Minimize Habitat Disturbance

  • Keep land disturbance to a minimum and retain prime vegetation features to the maximum extent possible.
  • Implement low-impact site development best practices.
  • Reduce building and paving footprints.
  • Limit site disturbance to a minimal area around the building perimeter, including locating buildings adjacent to existing infrastructure.
  • Plan construction staging areas with the environment in mind.
  • In northern climates, locate parking and pedestrian areas so that they have adequate sun exposure to melt snow / ice.
  • Use non-toxic snow and ice removal methods. See also PROACT Fact Sheet on de-icing .

Restore the Health of Degraded Sites

  • Focus on restoration of degraded areas and on increasing healthy habitat(s) for native species.
  • Conserve water use through xeriscaping with native plants. See also WBDG Sustainable—Protect and Conserve Water.

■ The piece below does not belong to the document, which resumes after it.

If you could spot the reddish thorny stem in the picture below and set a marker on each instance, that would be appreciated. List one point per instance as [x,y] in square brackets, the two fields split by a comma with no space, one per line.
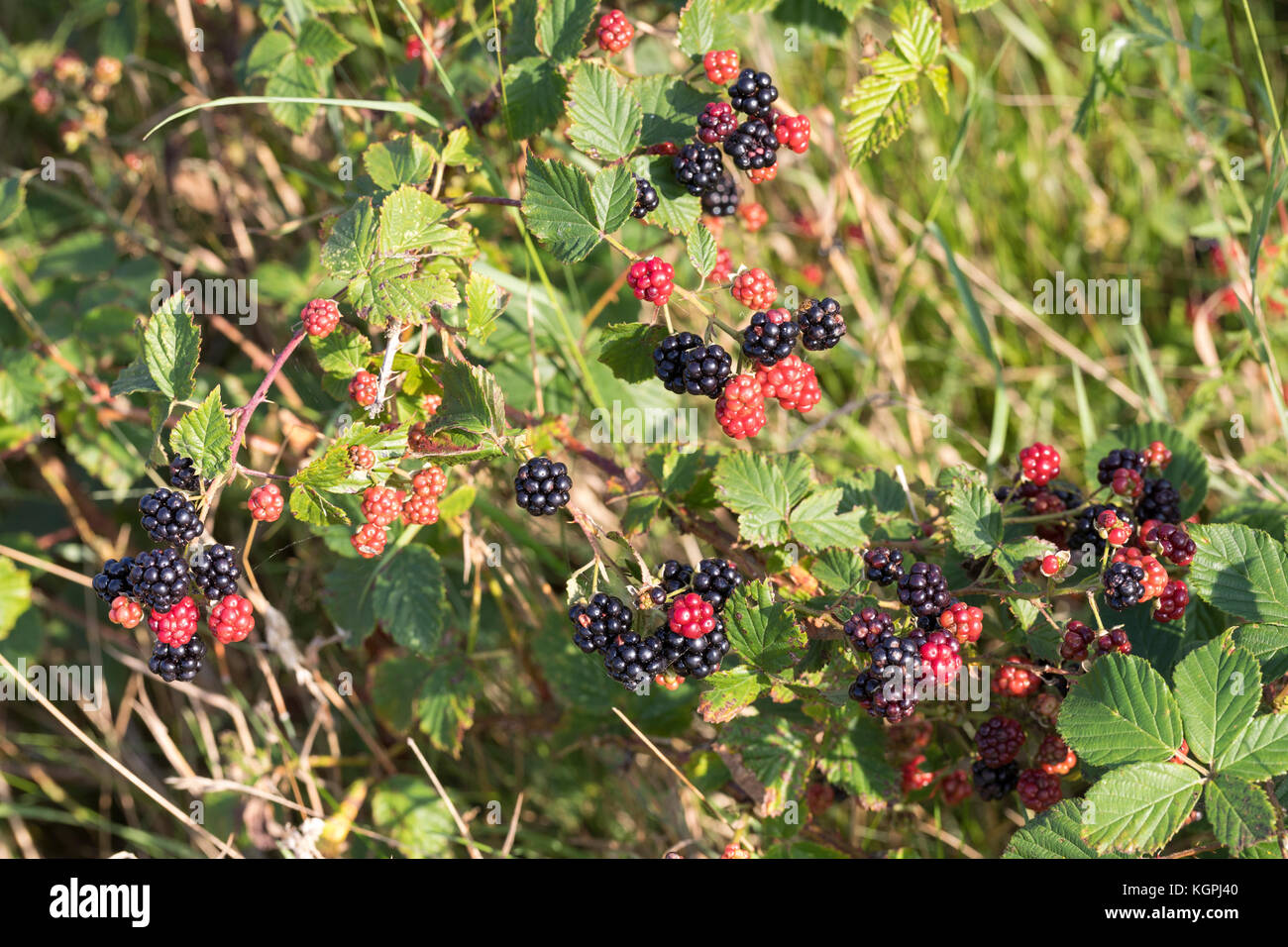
[262,392]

Design for Sustainable Transportation

  • Locate the building with public transportation access in mind, and limit on-site parking.
  • Locate the building within a reasonable walking distance from destinations that provide goods and services.
  • Use porous (pervious) alternatives traditional paving for roads, parking areas, patios and walkways.
  • Make provisions for bicycling, walking, carpool parking, and telecommuting; and provide refueling/recharging facilities for alternative fuel/electric vehicles (or at least plan for their incorporation at a later date).
  • Where sidewalks are not provided by the local jurisdiction, provide sidewalks along all adjacent public ways so that no one has to walk in the street when passing by the building.
Photo of a large patio walkway that uses pervious pavers in a basket weave pattern
A hydrogen refueling station that resembles a traditional gas pump station with a line of cars

Pervious pavers

Hydrogen refueling station

Balance Site Sustainability with Site Security/Safety

Silt fence used for erosion control measures

Silt fence used for erosion control measures

  • Consider installing retention ponds and berms to control erosion, manage storm water, and reduce the heat island effect, while also serving as physical barriers to control access to a building.
  • Use native or locally adapted trees to improve the quality of the site and provide visual screening of assets and people.
  • Implement erosion control measures to stabilize the soil (e.g., seeding and mulching, installing pervious paving) and/or to retain sediment after erosion has occurred (e.g., earth dikes and sediment basins). These help to reduce the negative impacts on water and air quality as well as mitigate potential damage to a building's foundation and structural system due to floods, mudslides, torrential rainstorms, and other natural hazards.
  • See also WBDG Balancing Security/Safety and Sustainability Objectives.

Smart Growth

Smart Growth is an issue that concerns many communities around the country.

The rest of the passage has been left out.